I wish that college rankings came with confidence intervals—which would provide a rough guide of whether a change over time is more than what we would expect by chance or statistical noise. Based on my work with rankings, I can safely say that such a small change in the rankings is not statistically significant and certainly not educationally meaningful.

The next fun quote from the article is from LSU’s director of research and economic development, Nicole Baute Honorée. She argues that only rankings from the National Science Foundation matter:

“Universities are in the knowledge business, as in creating new knowledge and passing it along. That’s why the NSF rankings are the gold standard.”

The problem is that research expenditures (a) do not guarantee high-quality undergraduate education, (b) do not have to be used effectively in order to generate a high score, and (c) do not reward many disciplines (such as the humanities). They are a useful measure of research clout in the sciences, but I would rely on them as only one of many measures (which is what the Washington Monthly rankings have done since long before I took the reins).

Once again, I urge readers not to rely on a single measure of college quality—and to make sure any measure is actually aligned with student success.
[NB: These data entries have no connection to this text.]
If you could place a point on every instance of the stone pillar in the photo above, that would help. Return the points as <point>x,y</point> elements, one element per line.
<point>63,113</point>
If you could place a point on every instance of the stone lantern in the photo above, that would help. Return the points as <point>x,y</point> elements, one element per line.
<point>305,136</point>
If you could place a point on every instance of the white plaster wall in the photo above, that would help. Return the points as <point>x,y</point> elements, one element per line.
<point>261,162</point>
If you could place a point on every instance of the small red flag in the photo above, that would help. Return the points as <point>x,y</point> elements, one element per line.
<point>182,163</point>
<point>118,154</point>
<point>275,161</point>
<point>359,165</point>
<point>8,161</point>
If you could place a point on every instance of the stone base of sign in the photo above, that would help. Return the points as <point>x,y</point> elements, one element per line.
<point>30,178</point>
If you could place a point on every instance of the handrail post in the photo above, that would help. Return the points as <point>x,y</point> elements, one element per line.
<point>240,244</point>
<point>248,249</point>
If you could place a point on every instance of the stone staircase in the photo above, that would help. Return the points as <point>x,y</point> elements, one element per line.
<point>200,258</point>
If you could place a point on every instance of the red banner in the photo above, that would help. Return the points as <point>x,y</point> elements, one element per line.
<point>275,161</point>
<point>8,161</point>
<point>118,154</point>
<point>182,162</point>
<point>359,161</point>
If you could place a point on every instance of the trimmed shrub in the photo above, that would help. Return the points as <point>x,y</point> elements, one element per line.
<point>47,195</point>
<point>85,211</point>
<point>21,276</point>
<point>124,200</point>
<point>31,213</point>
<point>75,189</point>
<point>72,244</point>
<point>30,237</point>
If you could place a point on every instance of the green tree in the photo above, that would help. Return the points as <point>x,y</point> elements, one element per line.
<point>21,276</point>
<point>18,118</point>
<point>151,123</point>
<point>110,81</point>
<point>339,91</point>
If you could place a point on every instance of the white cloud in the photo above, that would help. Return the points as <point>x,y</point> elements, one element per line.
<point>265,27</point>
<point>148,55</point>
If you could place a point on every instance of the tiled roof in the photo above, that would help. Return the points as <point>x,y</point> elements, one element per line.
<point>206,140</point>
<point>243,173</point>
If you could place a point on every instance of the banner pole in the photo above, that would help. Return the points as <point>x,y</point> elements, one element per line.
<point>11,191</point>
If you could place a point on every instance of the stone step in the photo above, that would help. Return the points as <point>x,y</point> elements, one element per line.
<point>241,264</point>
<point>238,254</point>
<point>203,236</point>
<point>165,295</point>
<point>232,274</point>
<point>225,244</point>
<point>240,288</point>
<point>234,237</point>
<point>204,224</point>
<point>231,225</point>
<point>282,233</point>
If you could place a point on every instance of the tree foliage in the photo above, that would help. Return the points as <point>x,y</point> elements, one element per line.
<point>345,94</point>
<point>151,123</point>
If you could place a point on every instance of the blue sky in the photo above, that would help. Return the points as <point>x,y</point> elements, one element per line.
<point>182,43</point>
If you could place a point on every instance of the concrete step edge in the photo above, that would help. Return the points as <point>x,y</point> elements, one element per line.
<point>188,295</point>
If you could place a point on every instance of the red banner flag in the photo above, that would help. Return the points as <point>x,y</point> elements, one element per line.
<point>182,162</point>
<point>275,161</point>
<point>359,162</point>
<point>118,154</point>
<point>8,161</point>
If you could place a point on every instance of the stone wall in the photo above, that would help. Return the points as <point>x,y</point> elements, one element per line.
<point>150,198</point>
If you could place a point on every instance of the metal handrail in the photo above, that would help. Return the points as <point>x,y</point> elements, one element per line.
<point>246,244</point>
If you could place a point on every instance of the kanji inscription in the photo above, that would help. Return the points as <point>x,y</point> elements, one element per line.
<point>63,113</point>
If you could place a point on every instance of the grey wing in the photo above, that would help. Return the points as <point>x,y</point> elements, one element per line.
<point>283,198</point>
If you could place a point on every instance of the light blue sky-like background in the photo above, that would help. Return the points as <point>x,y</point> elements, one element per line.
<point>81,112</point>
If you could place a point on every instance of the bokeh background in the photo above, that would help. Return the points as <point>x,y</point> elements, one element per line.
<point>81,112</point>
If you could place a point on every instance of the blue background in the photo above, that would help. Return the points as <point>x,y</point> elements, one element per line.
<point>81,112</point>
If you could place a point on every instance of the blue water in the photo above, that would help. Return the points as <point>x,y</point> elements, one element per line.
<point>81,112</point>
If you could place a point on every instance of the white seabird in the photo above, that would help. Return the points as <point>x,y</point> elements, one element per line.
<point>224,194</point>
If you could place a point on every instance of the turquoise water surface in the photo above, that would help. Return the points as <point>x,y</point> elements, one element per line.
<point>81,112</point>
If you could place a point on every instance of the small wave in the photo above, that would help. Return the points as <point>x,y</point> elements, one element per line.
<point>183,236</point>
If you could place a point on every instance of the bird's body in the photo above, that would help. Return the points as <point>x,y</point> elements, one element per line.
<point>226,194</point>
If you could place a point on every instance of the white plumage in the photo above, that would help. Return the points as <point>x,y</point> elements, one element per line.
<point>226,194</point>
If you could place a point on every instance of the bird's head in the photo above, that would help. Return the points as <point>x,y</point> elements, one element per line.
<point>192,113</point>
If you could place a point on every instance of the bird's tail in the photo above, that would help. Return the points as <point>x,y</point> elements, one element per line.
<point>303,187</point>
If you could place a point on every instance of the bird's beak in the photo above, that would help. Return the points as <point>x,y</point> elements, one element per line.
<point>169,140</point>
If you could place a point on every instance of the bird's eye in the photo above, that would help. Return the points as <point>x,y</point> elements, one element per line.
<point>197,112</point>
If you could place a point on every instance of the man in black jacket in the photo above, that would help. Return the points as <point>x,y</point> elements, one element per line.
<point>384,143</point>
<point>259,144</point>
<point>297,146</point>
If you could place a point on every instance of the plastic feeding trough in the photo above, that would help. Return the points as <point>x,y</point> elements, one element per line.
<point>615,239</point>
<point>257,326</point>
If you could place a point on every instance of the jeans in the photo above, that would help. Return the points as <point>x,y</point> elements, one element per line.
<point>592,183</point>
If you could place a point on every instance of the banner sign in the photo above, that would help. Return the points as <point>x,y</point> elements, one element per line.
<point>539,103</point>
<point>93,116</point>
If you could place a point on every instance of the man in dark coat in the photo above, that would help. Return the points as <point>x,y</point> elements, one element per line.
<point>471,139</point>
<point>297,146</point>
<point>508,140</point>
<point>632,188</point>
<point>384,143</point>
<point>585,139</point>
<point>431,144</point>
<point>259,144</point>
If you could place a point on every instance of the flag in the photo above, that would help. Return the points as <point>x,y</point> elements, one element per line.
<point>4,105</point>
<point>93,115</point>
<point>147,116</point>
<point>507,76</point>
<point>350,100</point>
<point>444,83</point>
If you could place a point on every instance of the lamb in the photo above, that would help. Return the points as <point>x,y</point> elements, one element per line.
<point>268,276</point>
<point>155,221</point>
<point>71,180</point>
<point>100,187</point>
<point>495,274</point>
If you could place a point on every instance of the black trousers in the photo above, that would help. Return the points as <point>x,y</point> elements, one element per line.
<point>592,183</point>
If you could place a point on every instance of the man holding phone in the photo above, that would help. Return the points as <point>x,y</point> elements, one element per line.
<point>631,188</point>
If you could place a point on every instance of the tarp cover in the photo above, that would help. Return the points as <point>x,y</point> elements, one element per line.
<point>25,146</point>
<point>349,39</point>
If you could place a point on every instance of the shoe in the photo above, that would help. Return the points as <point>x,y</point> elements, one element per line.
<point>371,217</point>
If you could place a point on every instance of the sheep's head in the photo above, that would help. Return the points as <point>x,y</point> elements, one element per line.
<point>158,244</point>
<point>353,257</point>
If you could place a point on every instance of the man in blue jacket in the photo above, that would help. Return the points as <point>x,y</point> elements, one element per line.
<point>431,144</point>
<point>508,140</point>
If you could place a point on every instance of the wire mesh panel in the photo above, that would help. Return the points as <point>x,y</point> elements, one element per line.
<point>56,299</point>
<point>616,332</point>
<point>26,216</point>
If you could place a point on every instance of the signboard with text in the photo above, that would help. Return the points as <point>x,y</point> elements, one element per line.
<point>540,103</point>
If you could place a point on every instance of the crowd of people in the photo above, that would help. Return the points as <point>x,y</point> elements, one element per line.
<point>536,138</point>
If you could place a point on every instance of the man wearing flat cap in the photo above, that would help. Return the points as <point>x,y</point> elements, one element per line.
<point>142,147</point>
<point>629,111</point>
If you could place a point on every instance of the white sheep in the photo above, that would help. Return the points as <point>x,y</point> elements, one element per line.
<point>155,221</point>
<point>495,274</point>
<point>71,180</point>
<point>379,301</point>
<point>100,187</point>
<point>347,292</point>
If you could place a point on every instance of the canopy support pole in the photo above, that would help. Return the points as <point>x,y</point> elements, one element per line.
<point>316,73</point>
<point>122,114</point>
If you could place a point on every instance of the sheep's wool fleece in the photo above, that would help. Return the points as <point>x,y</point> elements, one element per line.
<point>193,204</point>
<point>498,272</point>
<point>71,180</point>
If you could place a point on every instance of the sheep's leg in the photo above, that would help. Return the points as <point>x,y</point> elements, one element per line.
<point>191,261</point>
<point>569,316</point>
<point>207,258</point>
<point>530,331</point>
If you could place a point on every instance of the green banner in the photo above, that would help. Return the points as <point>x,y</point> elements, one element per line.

Pell Grants and Data-Driven Decisions

I am a big proponent of making data-driven decisions whenever possible, but sadly that isn’t the case among many policymakers. Recently, in an effort to reduce costs, Congress and the Obama Administration agreed to reduce the maximum number of semesters of Pell Grant eligibility from 18 to 12 (which is in line with the federal government’s primary graduation rate measure for students attending four-year colleges). However, this decision was made without considering the cost-effectiveness of the policy change or even without a good idea of how many students would be affected.

Today’s online version of The Chronicle of Higher Education includes a piece that I co-authored with Sara Goldrick-Rab on this policy change. We’re both strong proponents of data-driven decision making, as well as conducting experiments whenever possible to evaluate the effects of policy changes. We come from very different places on the political spectrum (which is why we disagree on whether the federal government can and should hold states accountable for their funding decisions), but there are certainly fundamental points that are just a part of an effective policymaking process.